# GNC brewer's yeast?



## wishIwereAnExpert (Jul 18, 2005)

I've recently been doing a lot of research to squeeze a little more production out of my FF cultures, as I'm running out of space in the frog food cabinet, and don't want my frog collection to be limited by food availability.

Anyway, I've done a couple things that really helped, such as grinding my potato flakes and putting sourdough starter on top of the media. 

Another recommendation I've heard about is using the more expensive GNC brewer's yeast in a clear glass jar. Can anyone help me find this? I've looked in two GNC's, and also on their website, to no avail. Right now, I am using the 500 tablets in a grey jar from GNC (link), grinding them up in the food processor. So, where is this nicer stuff?

-Solly


----------



## nburns (May 3, 2005)

I've gotten brewer's yeast from them before in a powder form but it is in a greenish/blue bottle not a glass jar. I would think that you could at least find that and not have to grind up a bunch of pills. Good luck!


----------



## sports_doc (Nov 15, 2004)

http://www.allstarhealth.com/de_p_ref/1 ... _Yeast.htm

This is the "glass jar" stuff that was at some point sold at GNC, but does not appear to be any longer.

Good luck.

S





wishIwereAnExpert said:


> I've recently been doing a lot of research to squeeze a little more production out of my FF cultures, as I'm running out of space in the frog food cabinet, and don't want my frog collection to be limited by food availability.
> 
> Anyway, I've done a couple things that really helped, such as grinding my potato flakes and putting sourdough starter on top of the media.
> 
> ...


----------



## audioandroid (Mar 13, 2005)

nburns said:


> I've gotten brewer's yeast from them before in a powder form but it is in a greenish/blue bottle not a glass jar. I would think that you could at least find that and not have to grind up a bunch of pills. Good luck!

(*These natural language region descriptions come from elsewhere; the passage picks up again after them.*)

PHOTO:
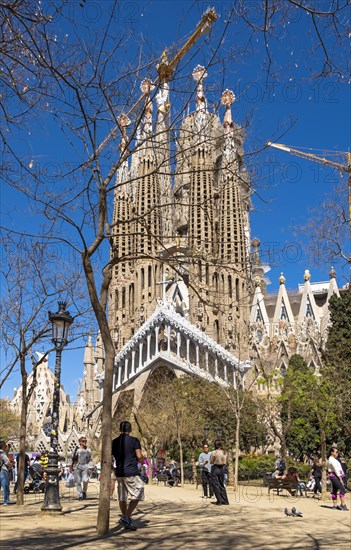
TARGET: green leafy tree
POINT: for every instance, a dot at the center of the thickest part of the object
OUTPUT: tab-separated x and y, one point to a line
337	358
9	422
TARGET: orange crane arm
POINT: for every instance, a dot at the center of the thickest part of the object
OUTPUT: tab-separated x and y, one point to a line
341	167
310	156
166	68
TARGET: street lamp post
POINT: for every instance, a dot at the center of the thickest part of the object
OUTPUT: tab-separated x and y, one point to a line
61	321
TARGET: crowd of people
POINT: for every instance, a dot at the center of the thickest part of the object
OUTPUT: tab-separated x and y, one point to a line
129	473
213	466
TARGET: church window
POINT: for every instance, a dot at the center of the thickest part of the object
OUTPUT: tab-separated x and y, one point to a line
237	289
283	370
283	312
216	327
309	310
230	286
215	281
123	297
312	366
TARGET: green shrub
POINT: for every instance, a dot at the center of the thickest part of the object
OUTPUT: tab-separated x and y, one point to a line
256	466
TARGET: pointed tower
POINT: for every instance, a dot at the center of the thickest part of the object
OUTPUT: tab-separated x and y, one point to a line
142	216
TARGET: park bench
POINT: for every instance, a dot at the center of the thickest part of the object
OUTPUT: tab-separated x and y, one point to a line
278	485
164	478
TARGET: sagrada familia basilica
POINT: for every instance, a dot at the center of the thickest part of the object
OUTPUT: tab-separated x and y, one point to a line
188	291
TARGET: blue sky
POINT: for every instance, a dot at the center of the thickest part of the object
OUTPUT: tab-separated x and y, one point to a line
290	106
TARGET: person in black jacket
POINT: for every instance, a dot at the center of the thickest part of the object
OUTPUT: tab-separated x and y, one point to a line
127	452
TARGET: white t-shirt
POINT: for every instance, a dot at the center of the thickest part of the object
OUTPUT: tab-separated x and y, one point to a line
335	467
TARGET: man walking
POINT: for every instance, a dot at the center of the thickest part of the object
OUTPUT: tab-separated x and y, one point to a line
5	469
205	465
82	462
126	451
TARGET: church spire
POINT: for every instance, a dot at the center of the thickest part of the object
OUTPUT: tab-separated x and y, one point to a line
145	128
199	73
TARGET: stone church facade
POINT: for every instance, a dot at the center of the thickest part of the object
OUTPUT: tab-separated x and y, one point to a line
187	291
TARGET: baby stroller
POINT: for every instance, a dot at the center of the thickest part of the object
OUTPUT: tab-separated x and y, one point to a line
36	483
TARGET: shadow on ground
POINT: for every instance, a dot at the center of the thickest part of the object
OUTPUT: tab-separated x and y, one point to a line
176	525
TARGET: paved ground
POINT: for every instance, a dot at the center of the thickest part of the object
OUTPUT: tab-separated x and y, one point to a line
178	518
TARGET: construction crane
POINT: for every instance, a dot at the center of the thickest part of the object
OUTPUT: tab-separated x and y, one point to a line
344	168
166	68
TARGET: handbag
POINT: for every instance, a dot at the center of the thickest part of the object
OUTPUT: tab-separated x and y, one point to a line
70	481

i use the same from GNC the powder in the blue bottle. seems to work fine. i've never seen another option in powder form.


----------



## Guest (Jun 11, 2006)

*Brewer's Yeast*

Try a health food store. I bought a large tin of the powered form for $28 at a local health food store. No grinding! 

I have found something useful for grinding the vitamins I dust with. It's called the Magic Bullet http://www.homelandhousewares.com/index.php I usually don't buy stuff from infomercials but I needed a blender anyway. The grinder works well and so does the blender.


----------



## Ed Martin (Mar 25, 2004)

Solly, try looking on http://www.bulkfoods.com it is the same stuff I used to get at GNC in the glass jar for a lot less. The only thing is that you have to buy at least 5lbs..... but it goes pretty fast. 
Ed


----------